Iklan - Geser ke atas untuk melanjutkan.

Sejumlah Larangan Dikeluarkan, Pelanggaran PPDB Diancam Sanksi

Bali Tribune/ SOSIALISASI - Kententuan PPDB telah disosialisasikan kepada seluruh kepala sekolah di Jembrana.

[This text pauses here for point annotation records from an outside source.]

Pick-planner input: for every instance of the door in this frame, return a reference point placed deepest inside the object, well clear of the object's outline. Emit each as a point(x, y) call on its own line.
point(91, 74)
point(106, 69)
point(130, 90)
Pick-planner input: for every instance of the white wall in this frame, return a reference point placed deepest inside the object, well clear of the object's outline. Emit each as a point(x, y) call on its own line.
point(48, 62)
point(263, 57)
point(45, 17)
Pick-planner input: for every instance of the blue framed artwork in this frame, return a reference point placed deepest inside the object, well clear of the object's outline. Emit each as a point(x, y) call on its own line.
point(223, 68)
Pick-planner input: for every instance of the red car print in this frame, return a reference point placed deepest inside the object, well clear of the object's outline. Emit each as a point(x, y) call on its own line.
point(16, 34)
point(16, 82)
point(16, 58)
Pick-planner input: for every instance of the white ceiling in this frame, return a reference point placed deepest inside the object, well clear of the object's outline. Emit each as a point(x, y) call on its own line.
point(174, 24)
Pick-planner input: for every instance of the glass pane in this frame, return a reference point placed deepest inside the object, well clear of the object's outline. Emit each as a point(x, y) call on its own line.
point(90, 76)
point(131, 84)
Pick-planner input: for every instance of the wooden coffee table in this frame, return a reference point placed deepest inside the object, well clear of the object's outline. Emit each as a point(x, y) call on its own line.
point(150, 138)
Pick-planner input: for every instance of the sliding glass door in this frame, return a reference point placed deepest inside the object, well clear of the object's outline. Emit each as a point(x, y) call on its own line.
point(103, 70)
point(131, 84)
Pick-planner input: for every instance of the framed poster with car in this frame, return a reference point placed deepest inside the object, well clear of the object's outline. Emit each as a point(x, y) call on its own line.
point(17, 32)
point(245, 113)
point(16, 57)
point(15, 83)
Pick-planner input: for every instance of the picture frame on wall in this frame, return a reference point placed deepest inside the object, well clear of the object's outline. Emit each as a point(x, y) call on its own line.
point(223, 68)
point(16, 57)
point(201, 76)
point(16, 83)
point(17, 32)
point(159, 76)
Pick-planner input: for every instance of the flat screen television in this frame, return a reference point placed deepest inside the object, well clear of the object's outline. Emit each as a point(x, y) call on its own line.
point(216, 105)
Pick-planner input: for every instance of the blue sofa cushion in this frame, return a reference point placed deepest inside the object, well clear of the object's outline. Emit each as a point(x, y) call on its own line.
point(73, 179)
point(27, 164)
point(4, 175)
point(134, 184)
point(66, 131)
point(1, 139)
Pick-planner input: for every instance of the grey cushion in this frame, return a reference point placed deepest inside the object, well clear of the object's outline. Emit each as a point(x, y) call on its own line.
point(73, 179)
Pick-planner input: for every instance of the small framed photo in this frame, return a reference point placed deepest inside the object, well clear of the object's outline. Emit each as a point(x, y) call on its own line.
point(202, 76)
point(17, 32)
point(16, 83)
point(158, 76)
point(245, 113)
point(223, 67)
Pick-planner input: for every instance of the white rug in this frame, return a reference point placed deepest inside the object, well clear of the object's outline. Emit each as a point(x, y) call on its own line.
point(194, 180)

balitribune.co.id | Negara - Menjelang pelaksanaan Penerimaan Peserta Didik Baru (PPDB) tahun pelajaran 2019-2020, pemerintah pusat telah mengeluarkan edaran yang berisi sejumlah intruksi serta larangan terkait pelaksanaan PPDB dimasing-masing daerah. Sejumlah sanksi juga telah disiapkan bagi satuan pendidikan yang melakukan pelanggaran dalam proses PPDB yang dimulai Mei ini.
 
Sebelumnya Pemerintah Pusat telah mengeluarkan surat edaran (SE) bersama terkait Pelaksanaan PPDB. SE yang dikeluarkan oleh Menteri Pendidikan dan Kebudayaan bersama Meneteri Dalam Negeri tersebut ditujukan kepada kepala daerah. Dalam SE yang telah dikeluarkan 10 April 2019 itu berisi sejumlah imbauan yang harus segera dilaksanakan sehubungan akan dilaksanakannya PPDB 2019-2020. Pemerintah daerah diminta menyusun peraturan kepala daerah tentang Petunjuk Teknis PPDB dengan bepedoman pada Permenediknas nomor 51 tahun 2018 tentang PPDB TK, SD, SMP, SMA dan SMK.
 
Zonasi ditetapkan paling lama satu bulan sebelum pelaksanaan proses PPDB serta Dinas Pendidikan diperintahkan berkordinasi dengan Dinas Dukcapil dalam penetapan zonasi. Bahkan sejumlah larangan juga tertuang dalam SE tersebut. Sekolah yang diselenggarakan pemda dilarang melakukan jual beli kursi/titipan peserat didik/pungutan liar. Sekolah negeri juga tidak diperkenankan melaksanakan test membaca, menulis dan menghitung dalam seleksi peserta didik baru kelas I SD. Selain itu tidak diperkenankan menggunakan nilai Ujian Nasional (UN) sebegai syarat seleksi jalur zonasi dan perpindahan tugas orang tua/wali.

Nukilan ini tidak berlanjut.